Pada hari Sabtu tanggal 4 Desember 2021, terjadi erupsi Gunung Semeru di Kabupaten Lumajang, Jawa Timur yang mengakibatkan masyarakat sekitar panik hingga banyak yang tidak sempat mengevakuasi diri karena asap tebal awan panas dan banjir yang dapat menghancurkan apapun yang dilewatinya.
Seperti yang kita ketahui, masyarakat Indonesia sudah mengalami berbagai jenis bencana alam bahkan dalam waktu yang dekat. Tetapi mayoritas masyarakat masih mengabaikan dan tidak mau mempersiapkan diri terlebih dahulu sebelum bencana terjadi, padahal budaya risiko perlu diterapkan dalam kehidupan sehari-hari.
Erupsi merupakan proses alami yang berkaitan dengan proses endogenik dan disebabkan karena ketidakstabilan dapur magma. Sejak November lalu, Pusat Vulkanologi dan Mitigasi Bencana Geologi (PVMBG) mencatat adanya peningkatan aktivitas vulkanik berupa gempa erupsi Gunung Semeru. Ahli Vulkanologi Institut Teknologi Bandung (ITB) Mirzam Abdurrachman juga mengungkapkan bahwa material aliran lahar yang terjadi di Gunung Semeru merupakan akumulasi dari erupsi di hari-hari sebelumnya. Mirzam mengatakan material abu vulkanik menutupi kawah gunung tersebut sehingga membuat Gunung Semeru Erupsi.
- Volume di dapur magmanya sudah penuh
- Ada longsoran di dapur magma yang disebabkan terjadinya pengkristalan magma
- Ada longsoran di atas dapur magma
Mirzam mengungkapkan Gunung Semeru erupsi karena faktor yang ketiga, yaitu adanya longsoran di atas dapur magma.
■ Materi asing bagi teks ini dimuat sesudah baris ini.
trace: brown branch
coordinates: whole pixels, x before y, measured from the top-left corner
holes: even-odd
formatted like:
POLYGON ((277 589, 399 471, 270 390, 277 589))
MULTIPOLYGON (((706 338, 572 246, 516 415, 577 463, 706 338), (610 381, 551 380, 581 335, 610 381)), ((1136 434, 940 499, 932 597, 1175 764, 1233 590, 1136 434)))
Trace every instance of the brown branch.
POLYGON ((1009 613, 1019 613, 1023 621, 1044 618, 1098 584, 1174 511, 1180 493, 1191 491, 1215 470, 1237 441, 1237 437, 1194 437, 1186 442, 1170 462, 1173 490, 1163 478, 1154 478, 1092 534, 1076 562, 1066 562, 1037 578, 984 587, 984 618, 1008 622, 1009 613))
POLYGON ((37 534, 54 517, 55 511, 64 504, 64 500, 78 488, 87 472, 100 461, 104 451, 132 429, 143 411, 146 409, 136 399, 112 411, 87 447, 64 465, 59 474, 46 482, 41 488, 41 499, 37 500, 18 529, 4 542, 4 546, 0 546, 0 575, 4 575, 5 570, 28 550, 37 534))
Walaupun hanya ada sedikit material vulkanik yang berada di dalam dapur magma, Gunung Semeru tetap bisa erupsi.
Salah satu upaya mengurangi risiko bencana, mencegah pertambahan jumlah korban, dan meminimalkan kerugian materi adalah menjalankan sistem peringatan dini. Warga yang berada di titik terdekat dari lokasi rawan bencana mengaku tidak mendapatkan peringatan sehingga Suwignyo, ketua DPD Koalisi Kawali Indonesia Lestari Jawa Timur, mulai mempertanyakan keberadaan sistem peringatan dini kebencanaan. Relawan Kawali di Lumajang menyebut tidak mendengar sirene atau bunyi peringatan saat awan panas meluncur di desa sekitar Semeru. Menurutnya, sistem peringatan dini harusnya ada di setiap desa, bukan hanya di sekitar area penambangan pasir.Â
"Berdasarkan foto dan data, kita bisa membandingkan ukuran kubah sebelum dan sesudah erupsi 4 Desember. Kita bisa melihat massa besar volume kubah hilang setelah diguyur hujan lebat hari itu," katanya. Kubah lava dapat menjadi tidak stabil dan runtuh karena beberapa alasan, salah satunya hujan lebat. Peran hujan di sini menimbulkan pertanyaan apakah perubahan iklim dapat menyebabkan lebih seringnya letusan semacam ini.
Puluhan orang hilang dan 46 orang tewas (hingga saat ini) akibat erupsi Gunung Semeru ini. Ribuan bangunan rusak dan banyak yang terkubur di bawah tumpukan abu tebal yang menyelimuti rumah-rumah di seluruh desa. Kekuatan letusan ini lebih besar dari biasanya. Gunung Semeru menyemburkan abu sekitar 15 kilometer ke udara, yang biasanya hanya ratusan meter, dan awan piroklastik mencapai lebih dari 12 kilometer di darat, lebih jauh dari biasanya 5 kilometer. Jutaan orang Indonesia tinggal di dekat kaki gunung berapi, di mana tanahnya sangat subur dan baik untuk bercocok tanam, serta lebih dari 8.000 tinggal dalam jarak 10 km dari Semeru.
Kepala Pusat Vulkanologi dan Mitigasi Bencana Geologi (PVMBG) Badan Geologi Andiani menegaskan bahwa curah hujan tak memberikan pengaruh terhadap erupsi atau aktivitas vulkanik di Gunung Semeru. Meski demikian, ia tetap mengimbau adanya potensi banjir lahar dari Gunung Semeru karena curah hujan yang masih tinggi dalam beberapa waktu ke depan.